Melalui platform e-dagang, penjualan meningkat, transaksi harian naik, konsumen baru naik, dan permintaan melonjak.
Menurut Perry, masyarakat Indonesia belajar dengan cepat menggunakan platform digital yang sudah disiapkan. Tak hanya konsumen, para pelaku usaha juga cepat beradaptasi menggunakan teknologi digital.
Pergeseran model bisnis ke penjualan langsung melalui e-dagang ini terutama terjadi di sektor barang konsumer bergerak cepat atau produk-produk kebutuhan harian (fast moving consumer good).
”Model bisnis ke ritel sekarang juga berubah. Kalau dulu perusahaan besar membuka toko-toko, baik berupa wholesales (grosiran) maupun ritel, sekarang ini mereka juga masuk ke sektor e-dagang,” ujarnya.
Perry menambahkan, pelaku usaha mikro, kecil, dan menengah (UMKM) yang memanfaatkan teknologi digital juga terus bertambah. Salah satu indikatornya adalah jumlah pedagang yang menggunakan QRIS terus meningkat. Jumlahnya per 12 Juni 2020 tercatat 3,64 juta pedagang dengan 87,2 persen di antaranya adalah pedagang mikro dan kecil.
Menteri Koperasi dan UKM Teten Masduki mengatakan, dukungan pembayaran digital dari BI dibutuhkan dalam pengembangan koperasi dan UMKM. Perluasan digitalisasi, termasuk pembayaran digital, menjadi momentum bagi UMKM mengakses pasar lebih luas.

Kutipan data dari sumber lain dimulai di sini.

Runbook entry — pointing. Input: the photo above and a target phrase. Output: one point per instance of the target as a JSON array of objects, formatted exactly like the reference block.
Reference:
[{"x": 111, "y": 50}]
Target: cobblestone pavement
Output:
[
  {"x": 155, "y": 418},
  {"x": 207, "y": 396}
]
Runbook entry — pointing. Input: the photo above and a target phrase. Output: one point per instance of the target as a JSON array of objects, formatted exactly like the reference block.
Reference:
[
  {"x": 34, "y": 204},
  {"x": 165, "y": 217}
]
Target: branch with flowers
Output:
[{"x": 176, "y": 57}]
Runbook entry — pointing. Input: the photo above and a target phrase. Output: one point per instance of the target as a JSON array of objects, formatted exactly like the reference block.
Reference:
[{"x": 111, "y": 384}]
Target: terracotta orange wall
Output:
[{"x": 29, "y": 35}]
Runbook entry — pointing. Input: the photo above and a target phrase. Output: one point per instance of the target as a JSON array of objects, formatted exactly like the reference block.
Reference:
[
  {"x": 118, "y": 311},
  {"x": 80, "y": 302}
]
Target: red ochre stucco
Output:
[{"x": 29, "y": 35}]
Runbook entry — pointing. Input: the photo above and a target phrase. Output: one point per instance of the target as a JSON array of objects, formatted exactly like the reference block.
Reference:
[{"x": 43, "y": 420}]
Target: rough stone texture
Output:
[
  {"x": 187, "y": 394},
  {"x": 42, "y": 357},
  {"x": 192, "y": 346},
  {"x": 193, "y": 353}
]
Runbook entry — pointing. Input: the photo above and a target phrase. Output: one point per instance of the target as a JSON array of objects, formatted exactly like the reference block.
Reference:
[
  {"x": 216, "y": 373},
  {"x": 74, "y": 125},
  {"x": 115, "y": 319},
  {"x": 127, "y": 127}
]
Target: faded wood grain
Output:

Digitalisasi memberi kemudahan bagi produsen dan konsumen. Namun, berdasarkan pengalaman pendampingan bagi UMKM, tidak mudah untuk terus mempertahankan atau menumbuhkan UMKM meskipun sudah terhubung dengan pasar daring.
”Dalam kenyataannya, banyak juga yang gagal. Hanya 4 persen hingga 10 persen keberhasilannya. Ada banyak faktor penyebabnya, seperti kemampuan UMKM mengelola pemasaran dan merespons permintaan konsumen di pasar digital,” katanya.
Berdasarkan pengalaman pendampingan bagi UMKM, tidak mudah untuk terus mempertahankan atau menumbuhkan UMKM meskipun sudah terhubung dengan pasar daring.
Menurut Teten, hal ini tidak lepas dari kondisi pelaku UMKM yang sering kali terpaksa masih harus menangani banyak urusan secara sendirian. ”Sama dengan di perusahaan besar, di UMKM itu juga banyak CEO. Bedanya kalau CEO di UMKM itu, istilahnya, harus jadi (Chief Everything Officer). Semua harus dilakukan sendiri,” ujarnya.
Penjual perantara
Beberapa UMKM, kata Teten, masih membutuhkan peran penjual perantara di pasar daring. Terkait hal tersebut tenaga berpendidikan yang menjadi korban pemutusan hubungan kerja pun dapat diajak atau dilatih menjadi penjual perantara untuk membantu memasarkan produk UMKM.
”Kita bisa belajar dari Alibaba (perusahaan e-dagang China). Pertama kali merambah pasar daring, Alibaba melatih para pedagang perantara untuk memasarkan produk-produk UMKM. Setelah itu, Alibaba menggandeng UMKM,” katanya.
Direktur Utama Lembaga Layanan Pemasaran Koperasi dan Usaha Kecil Menengah (Smesco) Kemenkop dan UKM Leonard Theosabrata menuturkan, berbagai program telah dijalankan untuk membantu UMKM masuk ke pasar digital.
”Mulai dengan program Kakak Asuh, program platform, hingga seminar daring agar Smesco bisa menjadi bagian perpanjangan tangan pemerintah melakukan tugas dengan baik,” kata Leonard.